Vérifier l'état et forcer un déploiement depuis le terminal
# calisan uygulamanin durumu
cdnctl container apps list --account <uuid>
# son deploy ne yapti
cdnctl container apps logs --account <uuid> --app <app_uuid>
# elle yeniden dagit (ayni commit)
cdnctl container apps deploy --account <uuid> --app <app_uuid>
Ce que vous y gagnez une fois que c'est devenu ennuyeux
Le vrai bénéfice du déploiement git n'est pas la vitesse, c'est que déployer cesse d'être un événement. Quand livrer se résume à un push, les petits changements partent tout seuls au lieu de s'accumuler dans une release mensuelle risquée — et les petits changements sont ceux que vous savez déboguer, parce que lorsque quelque chose casse vous savez exactement quel commit l'a fait.
Cela transforme aussi le rollback en opération ordinaire plutôt qu'en urgence : l'image précédente est toujours là, et revenir en arrière est un déploiement comme un autre. Les équipes qui livrent chaque jour ne sont pas plus courageuses que celles qui livrent chaque mois ; elles ont rendu chaque déploiement pris isolément assez petit pour être sans intérêt.
Questions fréquentes
Ai-je besoin d'un Dockerfile, ou la plateforme peut-elle deviner comment construire mon application ?
Vous avez besoin d'un Dockerfile. Nous ne devinons pas de build à votre place — le fichier est explicite sur l'image de base, les dépendances et la commande de démarrage, et c'est précisément pour cela que la build est reproductible. Le même fichier construit à l'identique sur votre machine.
Qu'arrive-t-il à l'application en cours pendant qu'une nouvelle version se construit ?
Elle continue de servir. La nouvelle version ne remplace l'ancienne qu'une fois l'image construite avec succès ; une build en échec laisse la production exactement telle qu'elle était.
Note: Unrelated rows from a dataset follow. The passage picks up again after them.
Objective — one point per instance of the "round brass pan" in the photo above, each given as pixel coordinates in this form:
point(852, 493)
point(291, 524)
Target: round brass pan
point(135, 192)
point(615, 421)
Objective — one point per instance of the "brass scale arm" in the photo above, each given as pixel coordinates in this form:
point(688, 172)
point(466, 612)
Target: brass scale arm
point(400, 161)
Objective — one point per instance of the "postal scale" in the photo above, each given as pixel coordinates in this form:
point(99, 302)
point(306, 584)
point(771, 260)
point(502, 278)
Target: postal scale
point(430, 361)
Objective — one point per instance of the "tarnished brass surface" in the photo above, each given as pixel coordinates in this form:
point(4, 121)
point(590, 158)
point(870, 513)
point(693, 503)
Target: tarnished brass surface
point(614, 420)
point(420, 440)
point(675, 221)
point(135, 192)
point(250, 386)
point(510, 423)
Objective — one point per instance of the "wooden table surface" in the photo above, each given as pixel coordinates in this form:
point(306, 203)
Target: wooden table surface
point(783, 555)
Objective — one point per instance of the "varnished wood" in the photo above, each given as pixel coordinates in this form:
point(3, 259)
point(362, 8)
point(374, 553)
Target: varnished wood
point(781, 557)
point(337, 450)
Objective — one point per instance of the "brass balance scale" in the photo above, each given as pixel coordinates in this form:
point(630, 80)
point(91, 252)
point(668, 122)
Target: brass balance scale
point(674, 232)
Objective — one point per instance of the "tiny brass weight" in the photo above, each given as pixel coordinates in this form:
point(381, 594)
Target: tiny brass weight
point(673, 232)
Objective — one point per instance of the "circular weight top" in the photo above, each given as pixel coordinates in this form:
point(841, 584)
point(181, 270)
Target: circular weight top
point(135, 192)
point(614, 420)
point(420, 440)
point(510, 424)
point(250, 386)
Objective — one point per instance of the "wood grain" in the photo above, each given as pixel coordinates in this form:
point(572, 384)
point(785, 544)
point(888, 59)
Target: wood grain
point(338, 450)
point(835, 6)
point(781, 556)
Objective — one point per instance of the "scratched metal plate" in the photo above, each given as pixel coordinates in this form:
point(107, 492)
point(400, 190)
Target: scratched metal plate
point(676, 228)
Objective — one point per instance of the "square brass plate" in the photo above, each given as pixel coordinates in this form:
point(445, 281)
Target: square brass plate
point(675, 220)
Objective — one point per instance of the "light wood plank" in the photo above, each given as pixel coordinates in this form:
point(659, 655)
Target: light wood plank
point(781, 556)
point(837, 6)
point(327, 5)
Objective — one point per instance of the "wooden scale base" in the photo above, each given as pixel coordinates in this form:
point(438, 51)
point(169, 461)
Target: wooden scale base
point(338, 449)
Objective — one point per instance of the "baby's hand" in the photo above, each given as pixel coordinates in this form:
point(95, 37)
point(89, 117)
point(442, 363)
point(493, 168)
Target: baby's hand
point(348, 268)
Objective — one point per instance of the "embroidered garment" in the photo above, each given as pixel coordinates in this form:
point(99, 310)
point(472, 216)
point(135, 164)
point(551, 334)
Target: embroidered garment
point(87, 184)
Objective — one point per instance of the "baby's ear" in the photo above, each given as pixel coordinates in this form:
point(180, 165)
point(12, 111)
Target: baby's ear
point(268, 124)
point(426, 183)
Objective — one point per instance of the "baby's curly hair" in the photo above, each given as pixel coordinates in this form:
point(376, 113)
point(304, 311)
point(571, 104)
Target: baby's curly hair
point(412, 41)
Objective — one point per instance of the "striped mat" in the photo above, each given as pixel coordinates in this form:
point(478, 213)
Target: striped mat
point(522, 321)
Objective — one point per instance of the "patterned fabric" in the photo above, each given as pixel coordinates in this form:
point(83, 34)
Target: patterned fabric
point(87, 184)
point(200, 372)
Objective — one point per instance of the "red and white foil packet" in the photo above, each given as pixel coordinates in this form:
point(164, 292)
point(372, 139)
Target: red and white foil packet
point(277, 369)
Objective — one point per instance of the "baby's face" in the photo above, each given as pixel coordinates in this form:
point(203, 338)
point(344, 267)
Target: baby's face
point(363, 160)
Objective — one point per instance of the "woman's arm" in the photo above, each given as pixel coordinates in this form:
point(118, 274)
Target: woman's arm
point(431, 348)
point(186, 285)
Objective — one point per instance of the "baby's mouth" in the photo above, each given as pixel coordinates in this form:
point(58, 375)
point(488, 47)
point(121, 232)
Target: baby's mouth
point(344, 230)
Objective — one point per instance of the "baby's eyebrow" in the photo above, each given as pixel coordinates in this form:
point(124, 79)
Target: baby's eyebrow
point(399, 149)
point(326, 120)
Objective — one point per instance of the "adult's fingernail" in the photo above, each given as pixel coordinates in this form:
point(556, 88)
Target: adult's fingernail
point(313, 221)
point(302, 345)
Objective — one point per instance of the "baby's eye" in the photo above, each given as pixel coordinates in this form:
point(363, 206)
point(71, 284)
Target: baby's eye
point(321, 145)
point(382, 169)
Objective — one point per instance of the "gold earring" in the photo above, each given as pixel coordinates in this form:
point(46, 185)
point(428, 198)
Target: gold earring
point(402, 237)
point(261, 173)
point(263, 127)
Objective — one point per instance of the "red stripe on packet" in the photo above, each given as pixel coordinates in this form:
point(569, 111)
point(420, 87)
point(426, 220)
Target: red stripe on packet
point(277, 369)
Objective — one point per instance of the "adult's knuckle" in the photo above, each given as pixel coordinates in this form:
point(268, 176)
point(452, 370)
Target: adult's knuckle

Puis-je déployer sans pousser — par exemple pour relancer la dernière version ?
Oui. Un déploiement peut être déclenché manuellement depuis le panneau ou avec cdnctl, en utilisant le même commit. Utile après avoir modifié une variable d'environnement, ce qui ne crée pas de nouveau commit.
Comment garder mes secrets hors du dépôt ?
Placez-les dans les variables d'environnement de l'application, pas dans le Dockerfile ni dans le code. Tout ce qui est cuit dans une image voyage avec cette image et ne peut pas être renouvelé sans une reconstruction.
J'ai poussé mais rien ne s'est passé. Où regarder en premier ?
Vérifiez si une build a seulement démarré. Aucune build signifie un problème de connexion (mauvaise branche, accès révoqué, dépôt renommé). Une build en échec renvoie au journal de build. Une build réussie avec un site qui a l'air ancien veut généralement dire que vous voyez une réponse en cache.